Ok, so a teacher showed an example in class awhile back. So I am going over my notes right now, and I don't understand a certain part of the problem.

Also I am new to the forums and its my first time posting here, so please push me in the right direction if i make a mistake.

integration of (x-2)^(1/2)/(x+2)

the solution is: 2(x-2)^.5 - 4tan^-1((x-2)^.5/2) + C

Basically what i tried doing, is:

u² = x-2
u = (x-2)^.5
2u du = dx

which after a few steps leads me to:

2u - 8(integration of (u² +4)^-1)

After this i stop understanding the problem a little...
From here i sub the root x-2 back in as u and u² as x-2, which gives me:

2(x-2)^.5 - 8ln|x+2| which is wrong i think...

The way the example continues is as such:
u² = 4z²
u = 2z
du = 2 dz

2u - ((8)(2)/4) integration of dz/ (z² +1)

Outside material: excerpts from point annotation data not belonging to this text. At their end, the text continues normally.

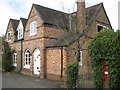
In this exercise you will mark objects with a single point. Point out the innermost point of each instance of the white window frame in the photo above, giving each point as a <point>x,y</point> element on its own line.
<point>104,27</point>
<point>20,33</point>
<point>15,59</point>
<point>33,28</point>
<point>80,62</point>
<point>9,37</point>
<point>27,59</point>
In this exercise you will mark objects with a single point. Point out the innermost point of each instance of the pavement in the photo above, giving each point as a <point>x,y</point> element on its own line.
<point>17,80</point>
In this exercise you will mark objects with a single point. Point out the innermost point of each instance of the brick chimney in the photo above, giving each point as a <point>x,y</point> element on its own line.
<point>81,15</point>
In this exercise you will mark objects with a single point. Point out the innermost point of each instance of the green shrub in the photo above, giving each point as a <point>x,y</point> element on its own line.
<point>105,46</point>
<point>72,75</point>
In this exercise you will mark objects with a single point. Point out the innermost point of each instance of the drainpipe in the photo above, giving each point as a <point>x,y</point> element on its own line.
<point>61,62</point>
<point>44,63</point>
<point>21,53</point>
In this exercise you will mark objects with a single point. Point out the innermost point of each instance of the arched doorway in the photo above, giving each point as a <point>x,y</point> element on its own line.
<point>36,62</point>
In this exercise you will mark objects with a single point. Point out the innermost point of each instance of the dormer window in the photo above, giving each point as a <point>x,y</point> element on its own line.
<point>33,28</point>
<point>20,33</point>
<point>9,36</point>
<point>100,27</point>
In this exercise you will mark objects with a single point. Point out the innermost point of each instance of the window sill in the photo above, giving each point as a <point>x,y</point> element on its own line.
<point>27,66</point>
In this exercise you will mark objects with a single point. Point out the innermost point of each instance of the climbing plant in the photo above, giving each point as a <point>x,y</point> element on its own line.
<point>105,46</point>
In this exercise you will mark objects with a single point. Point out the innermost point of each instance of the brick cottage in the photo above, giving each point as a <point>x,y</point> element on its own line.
<point>43,44</point>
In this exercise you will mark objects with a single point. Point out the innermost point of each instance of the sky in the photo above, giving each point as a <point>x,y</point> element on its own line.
<point>16,9</point>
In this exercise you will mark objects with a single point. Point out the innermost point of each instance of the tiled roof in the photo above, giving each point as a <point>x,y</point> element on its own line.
<point>53,17</point>
<point>24,22</point>
<point>69,38</point>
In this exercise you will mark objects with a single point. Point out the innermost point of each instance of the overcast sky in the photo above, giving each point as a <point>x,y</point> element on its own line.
<point>21,8</point>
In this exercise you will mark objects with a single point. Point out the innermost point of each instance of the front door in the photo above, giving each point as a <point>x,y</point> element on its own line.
<point>37,62</point>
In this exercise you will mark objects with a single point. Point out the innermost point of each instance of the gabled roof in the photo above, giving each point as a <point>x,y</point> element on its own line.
<point>24,21</point>
<point>69,38</point>
<point>52,17</point>
<point>14,23</point>
<point>92,11</point>
<point>61,19</point>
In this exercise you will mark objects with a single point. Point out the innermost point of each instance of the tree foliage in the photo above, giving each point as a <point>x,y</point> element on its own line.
<point>105,46</point>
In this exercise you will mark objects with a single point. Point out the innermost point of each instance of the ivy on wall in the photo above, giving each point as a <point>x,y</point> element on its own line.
<point>105,46</point>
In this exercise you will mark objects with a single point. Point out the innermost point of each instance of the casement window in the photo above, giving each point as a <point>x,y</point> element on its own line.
<point>101,27</point>
<point>9,36</point>
<point>80,62</point>
<point>20,33</point>
<point>33,28</point>
<point>15,59</point>
<point>27,59</point>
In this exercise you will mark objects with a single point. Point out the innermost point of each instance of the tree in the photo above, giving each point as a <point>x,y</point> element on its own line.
<point>105,46</point>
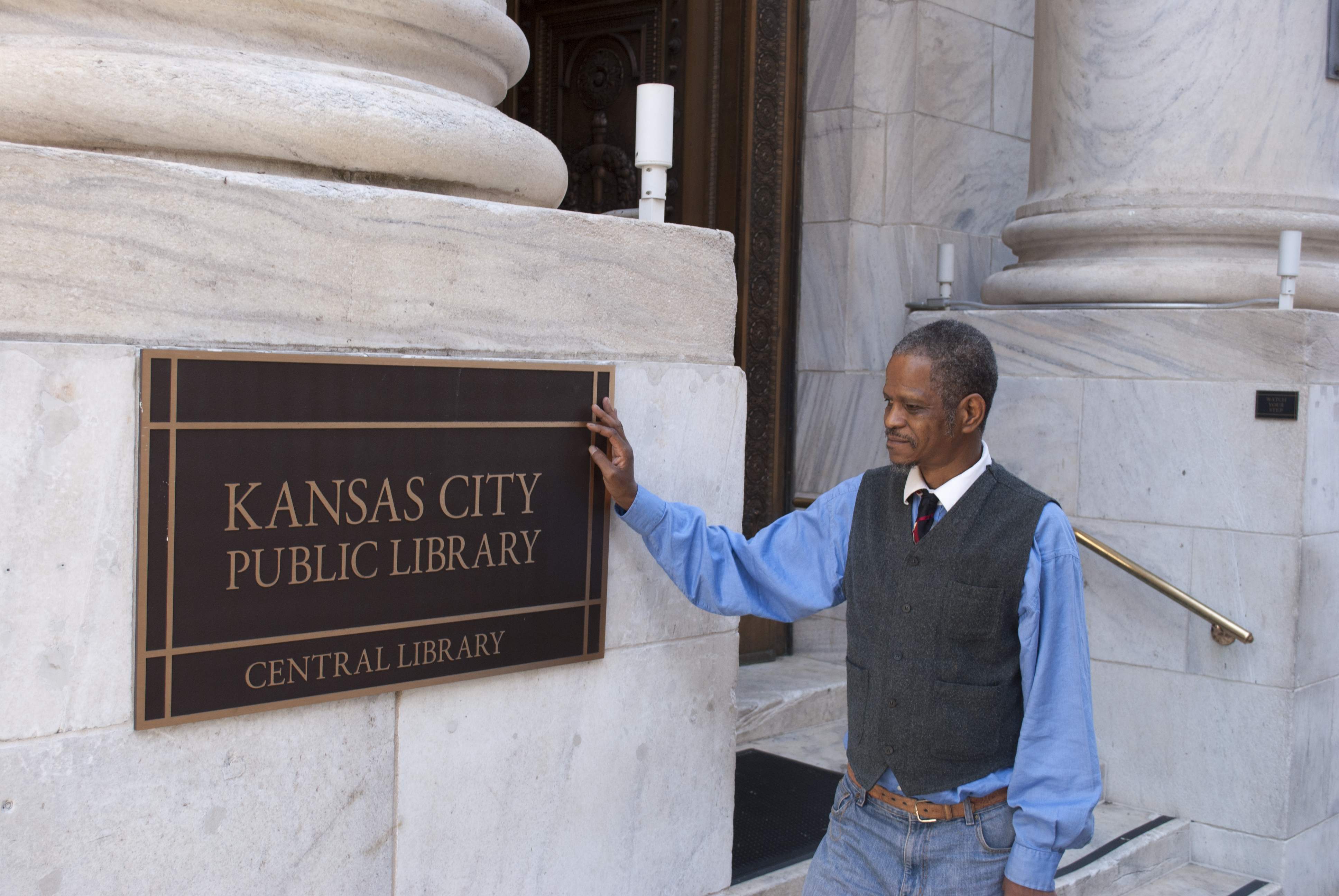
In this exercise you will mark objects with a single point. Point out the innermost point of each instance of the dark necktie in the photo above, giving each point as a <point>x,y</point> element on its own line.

which gives the answer given above...

Basically i don't understand why we want to sub in another letter for u², and why i can't get the same answer when i sub in the (x-2)^.5 earlier.

 

[tiny-tim]

Welcome to PF!

Hi Minutemade! Welcome to PF!

2u - 8(integration of (u2 +4)-1)

After this i stop understanding the problem a little...
From here i sub the root x-2 back in as u and u2 as x-2, which gives me:

2(x-2).5 - 8ln|x+2| which is wrong i think...

ah … you forgot to change the du as well.

Basically i don't understand why we want to sub in another letter for u²…

You don't really need to …

most people wouldn't …

but it does stop you making a mistake if you can't remember the general formula!